Roller Hound – Part Two

Spinderella cut it one more time…ooooh…oh oh oh…

Oh my dear dear pal, what a busy few days I have had since I last put paw to laptop! We have had the most splendid visitors in short stuffs sister and brother in law…who, as it turns out are rather spiffy – and they came armed with custard creams (sign of good breeding). What else, well we had an incident that involved a poo bag (unexpectedly breached) and a wellington boot (being worn at the time of the incident – not by me). I felt, that it was actually quite a hilarious redistribution of said ‘bag of steaming jewels’.
Anyhow, all a flurry of activity but really it really centered around saturday night, and as we all know…saturday night is roller disco night! Scream if you want to go faster! I began my preparation on thursday afternoon. I had been watching some clips of various roller moves as I did not want to be revealed as a novice when I first set paw to roller floor.

Friday night began the start of the beauty regime I had set myself. My fur was smoothed with Hectors Bryl creme, and my neck tufts were nestled in his curlers, but quite honestly I could not do a thing with my ears. I then had a bit of a brain nudge and I rang my old pal Nelson up to borrow one of his toupees. Nelson is quite the dandy you see and when drinking in his gentleman club ‘The Velvet Marmoset’, he does on occasion don a stylish head covering to add a bit of class to the proceedings. His Madam de Pompadour extravaganza is still talked about in hushed tones along the hallowed corridors. Anyway, my roller boots were polished and raring to go – as was I! I had decided to be fairly understated yet traditional in my apparel choices so I decided upon striped hot pants, a ruffled blouse and a tweed waistcoat with pocket watch. As I admired myself in the back of a spoon i had to admit there was a touch of the steampunk Marples about me.

Hector very kindly gave me a lift to Roller Dome, and there it stood before me ‘Mother Nonna Concepta’s Rollerama!’ It is run by a rather fabulous ex nun who had been recently ejected from the local convent for a misadventure involving an organic consignment of seasonal vegetables, a furtive Sister Josephine and what turned out to be a money laundering operation in the local post office. Naturally, being fairly spirited, she gravitated towards the faded nylon of what was formally the Mucky Duck and transformed it into the glittering delight it is now. Sister Josephine came with her I am delighted to say.

I could hear the music thumping through the closed doors and my heart raced with anticipation. Gingerly, I pushed the door open, just a touch, to reveal…well! Heaven I have arrived! I am within you! Oh my dear reader! The thudding music! The bar! Oh! There are flashing lights! Curious strings of people are attached together by rigid arms, zooming about.

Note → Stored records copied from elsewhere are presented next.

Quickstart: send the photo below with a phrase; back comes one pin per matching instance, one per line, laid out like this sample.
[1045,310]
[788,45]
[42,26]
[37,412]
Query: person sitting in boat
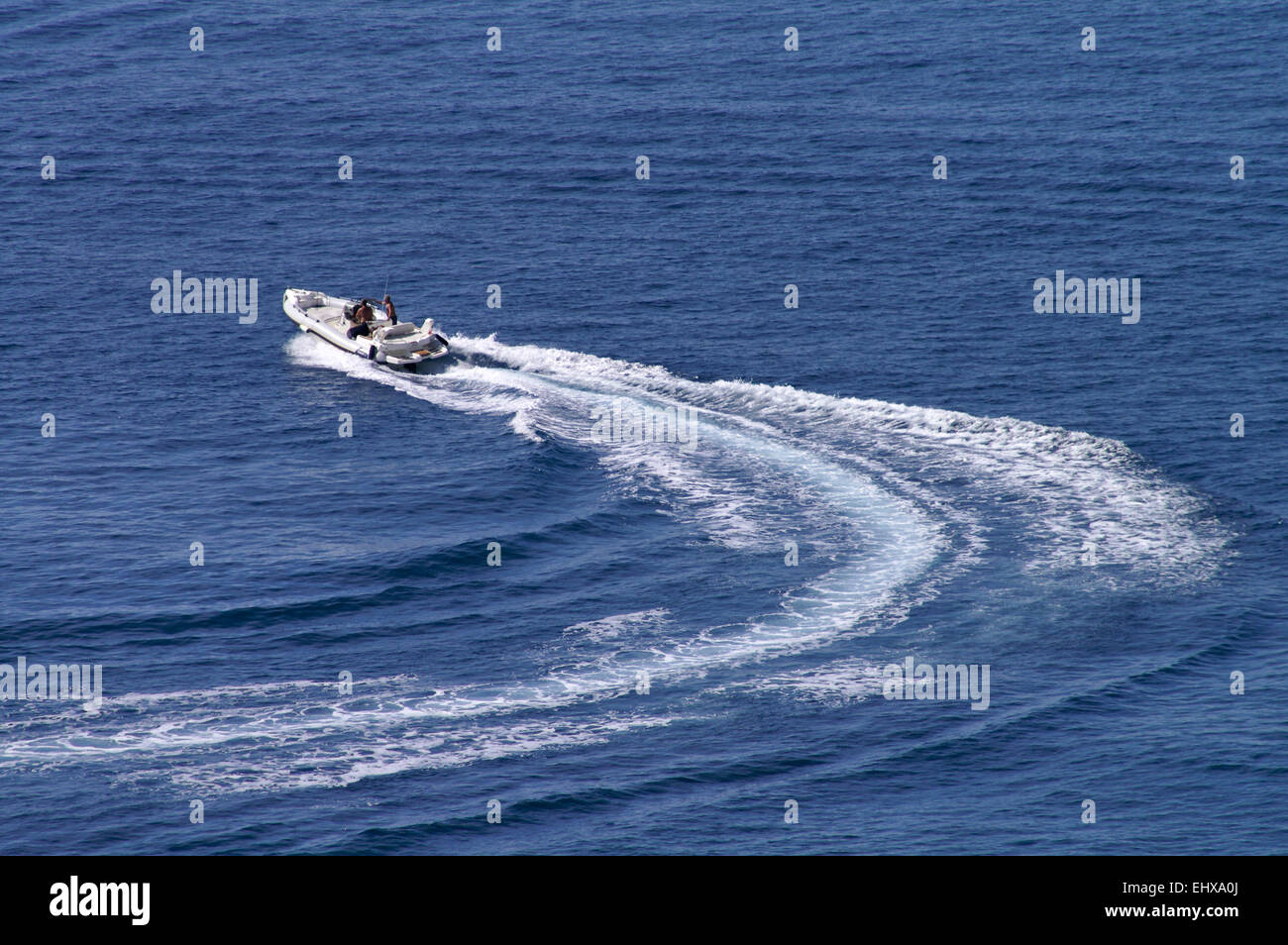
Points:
[362,317]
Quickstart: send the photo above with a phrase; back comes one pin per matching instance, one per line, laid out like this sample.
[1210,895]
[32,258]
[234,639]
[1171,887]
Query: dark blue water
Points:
[939,454]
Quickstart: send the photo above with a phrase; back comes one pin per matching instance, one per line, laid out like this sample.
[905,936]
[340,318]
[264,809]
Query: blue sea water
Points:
[939,454]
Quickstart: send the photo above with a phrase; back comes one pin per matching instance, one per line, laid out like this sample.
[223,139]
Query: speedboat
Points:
[402,345]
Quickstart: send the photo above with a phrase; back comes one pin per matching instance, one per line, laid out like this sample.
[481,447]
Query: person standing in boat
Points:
[362,317]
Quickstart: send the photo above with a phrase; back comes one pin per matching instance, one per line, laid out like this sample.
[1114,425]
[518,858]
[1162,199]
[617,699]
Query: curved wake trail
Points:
[896,499]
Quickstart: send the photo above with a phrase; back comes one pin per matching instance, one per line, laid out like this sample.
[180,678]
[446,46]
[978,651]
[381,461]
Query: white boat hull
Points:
[404,345]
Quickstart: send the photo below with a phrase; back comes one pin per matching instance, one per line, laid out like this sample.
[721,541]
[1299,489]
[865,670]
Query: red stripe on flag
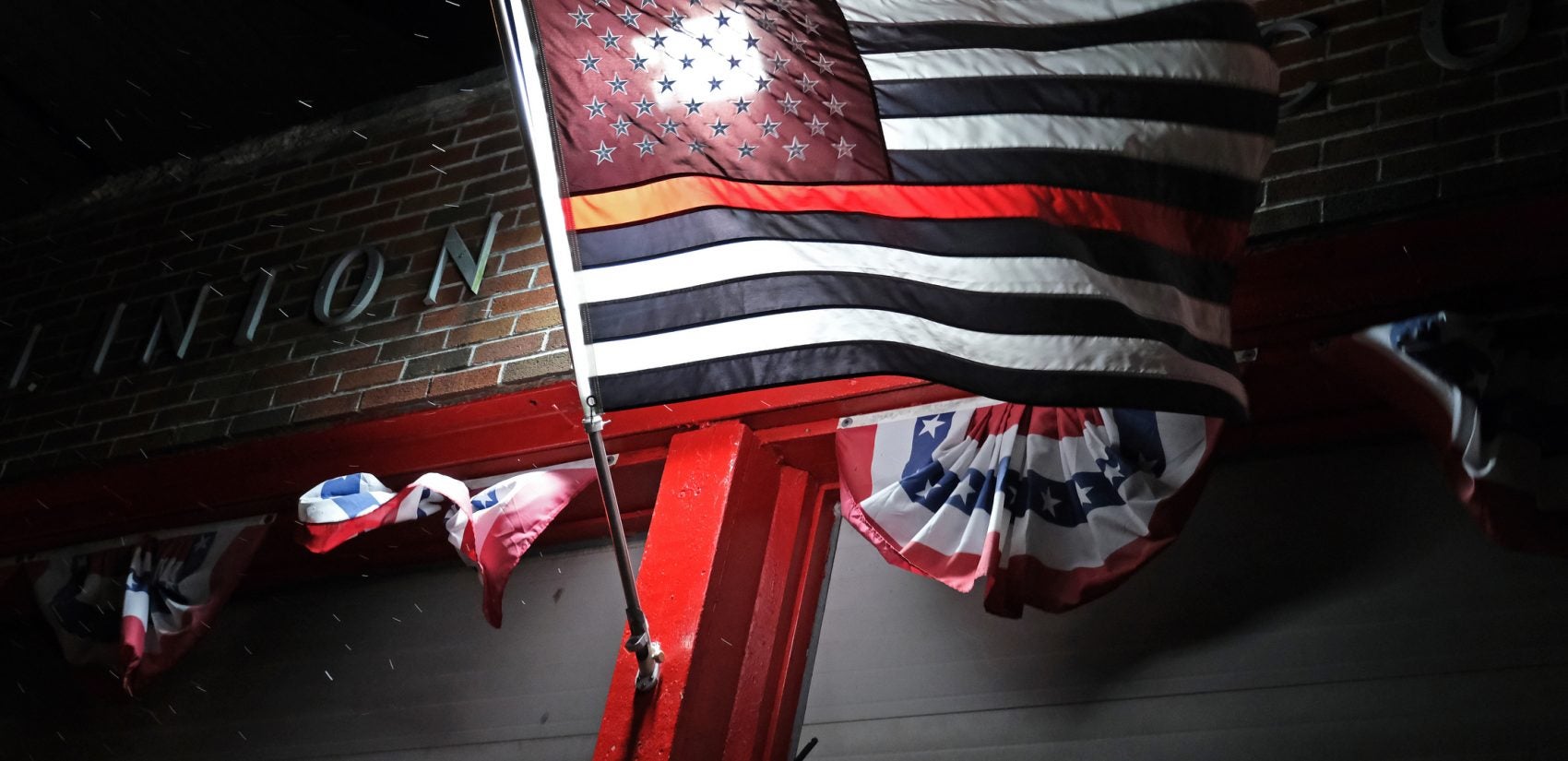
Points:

What was totally unexpected was when I caught sight of Nelson, in a particularly skimpy lycra number circling backwards in a figure of eight! Mind you it was more of a shock was seeing who was attached to him! Oh the joyous scandal and fun I could have with that!

It was then, that I decided the time had come. It was time to commit paws to floor! The knack of getting all ones spindlesome legs to coordinate is somewhat difficult at the best of times. To attempt this whilst on wheels is an entirely different matter.
Think Bambi…no, think a spatchcock chicken that has been strapped to a catherine wheel…and there you have it my dearest pal. Spindle on wheels.
Never have I felt so free! So glorious and unhindered!

What is even more difficult than a Lurcher roller skating is trying to arrange a Spindles limbs on a stretcher. In my defence it was nothing to do with me. All I will say is that it involved Nelson, an enthusiastic glowstick and a naked flame…oh…and my nylon, highly flammable hair piece.